July 14, 2022
Accrued revenue is revenue that has been earned but has not been recorded in the balance sheet at the end of the reporting period. By recording the goods or services received in advance, an entity can ensure that it will have goods and services to sell during a future period, which generates sales revenues.
If this sounds a bit confusing, don't worry. We will explain everything you need to know about accrued revenue in this article and answer some questions, such as what is accrued revenue? What are some examples of accrued revenue? And what’s the difference between accrued and deferred revenue?
In accounting, accrued revenue is defined as the revenue you have generated for your business that is still owed to you by your customers. This can also be known as Deferred Revenues or Deferred Receipts, but those are just accounting terms. In other words:
Accrued Revenue = Future Cash.
One simple accrued revenue example would be if you promised to pay your suppliers on the 3 of each month, but you actually pay them on the 10th of the following month. So, you would owe them ten days' worth of interest because they had to wait for their payment. For those ten days, the amount owing would be accrued revenue.

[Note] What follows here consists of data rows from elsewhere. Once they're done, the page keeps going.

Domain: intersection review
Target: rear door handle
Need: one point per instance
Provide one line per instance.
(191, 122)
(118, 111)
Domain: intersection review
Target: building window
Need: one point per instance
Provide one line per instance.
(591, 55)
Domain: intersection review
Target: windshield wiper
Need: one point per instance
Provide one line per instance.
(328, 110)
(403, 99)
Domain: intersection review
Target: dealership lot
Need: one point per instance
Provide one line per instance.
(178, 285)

When you're a business owner, it's important to understand how to calculate accrued revenue. Accrued revenue is the sum of all revenues that have been earned but not yet received, which means that it's an estimate of how much money your business will make over time.
If you want to know what your company's cash flow looks like, you can calculate accrued revenue with the following formula:
Accrued Revenue = (Revenue Per Period) × (Periods Since Revenue Was Received)

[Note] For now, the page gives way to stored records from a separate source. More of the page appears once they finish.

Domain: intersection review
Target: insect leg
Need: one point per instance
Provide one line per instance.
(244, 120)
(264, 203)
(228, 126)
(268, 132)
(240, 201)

No, they are not the same. Accrued revenue is what you've done but haven't been paid for yet. Accounts receivable is what you owe to people who have already given you their money in return for services or goods.
So, if you're looking at your balance sheet and see a big difference between accounts receivable and accrued revenue, it would be a good idea to investigate what's going on there.

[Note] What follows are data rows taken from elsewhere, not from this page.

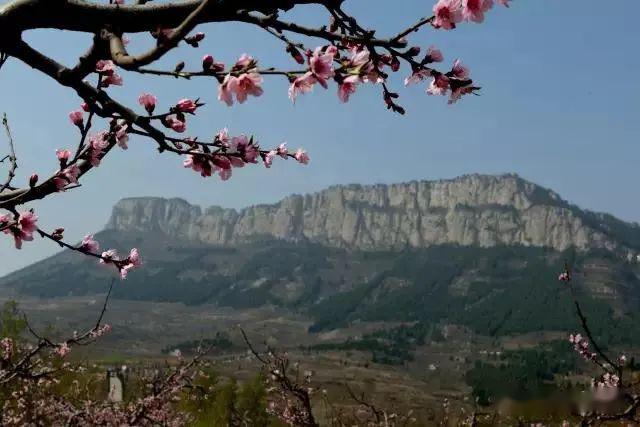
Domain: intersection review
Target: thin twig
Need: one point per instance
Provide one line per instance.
(12, 155)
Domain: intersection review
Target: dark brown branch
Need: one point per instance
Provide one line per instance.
(165, 44)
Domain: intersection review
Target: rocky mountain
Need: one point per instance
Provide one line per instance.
(472, 210)
(479, 251)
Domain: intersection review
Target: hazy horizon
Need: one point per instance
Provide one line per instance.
(548, 112)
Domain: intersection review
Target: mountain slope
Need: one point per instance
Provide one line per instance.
(481, 251)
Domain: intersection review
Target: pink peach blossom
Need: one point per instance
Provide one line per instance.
(186, 106)
(439, 85)
(244, 62)
(434, 54)
(122, 137)
(268, 158)
(148, 101)
(63, 155)
(457, 93)
(199, 164)
(302, 84)
(301, 156)
(321, 65)
(417, 76)
(77, 118)
(447, 14)
(89, 244)
(247, 84)
(108, 256)
(66, 176)
(105, 67)
(63, 349)
(282, 151)
(112, 79)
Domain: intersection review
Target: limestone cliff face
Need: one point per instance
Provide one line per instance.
(476, 210)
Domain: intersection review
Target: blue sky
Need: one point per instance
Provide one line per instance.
(560, 106)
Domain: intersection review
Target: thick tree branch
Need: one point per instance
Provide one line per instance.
(165, 44)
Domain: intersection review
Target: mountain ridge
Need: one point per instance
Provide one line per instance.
(470, 210)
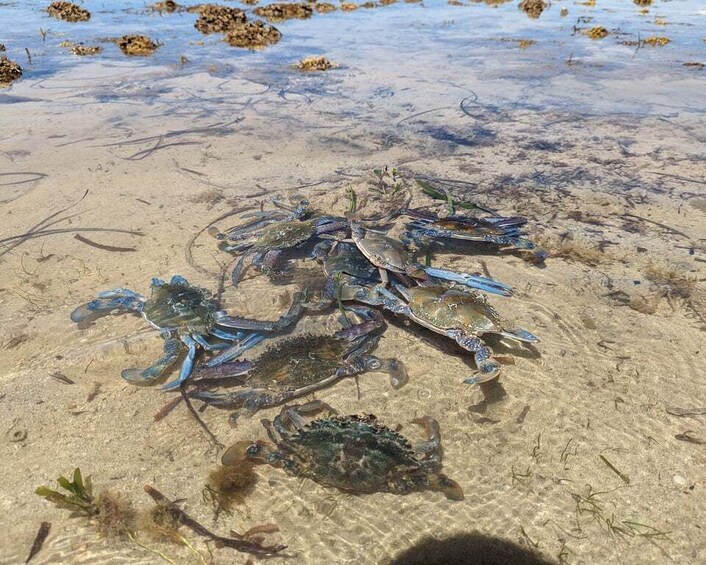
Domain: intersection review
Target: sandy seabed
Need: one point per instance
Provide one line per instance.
(588, 416)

These terms are often used interchangeably, but they have distinct meanings. Accrued revenue is money that you've earned but haven't received yet. Deferred revenue is money that you've received but haven't yet earned. Consider the following two examples which illustrate this point.
1. Let's say you sell a product on January 1st. You invoice the customer for $100 and deliver the product, but for whatever reason, after two weeks, the customer still hasn’t paid you. This is an example of accrued revenue; you are owed the money but have not yet received it.
2. Deferred revenue then is just the opposite: if someone gives you $100 on January 1st but tells you they don't want their product until March 15th, that's deferred revenue, they've already given you the money, but you haven’t yet earned it.
In conclusion, it's important to understand that there are many terms and methods that relate to purchase order accounting. Accrued Revenue is just one of them, but it can come in handy.
For example, if you plan on issuing an invoice for the month of August, but you haven't received any money yet, you can create a revenue accrual for the month of August by saying that you expect to earn $X by the end of the month.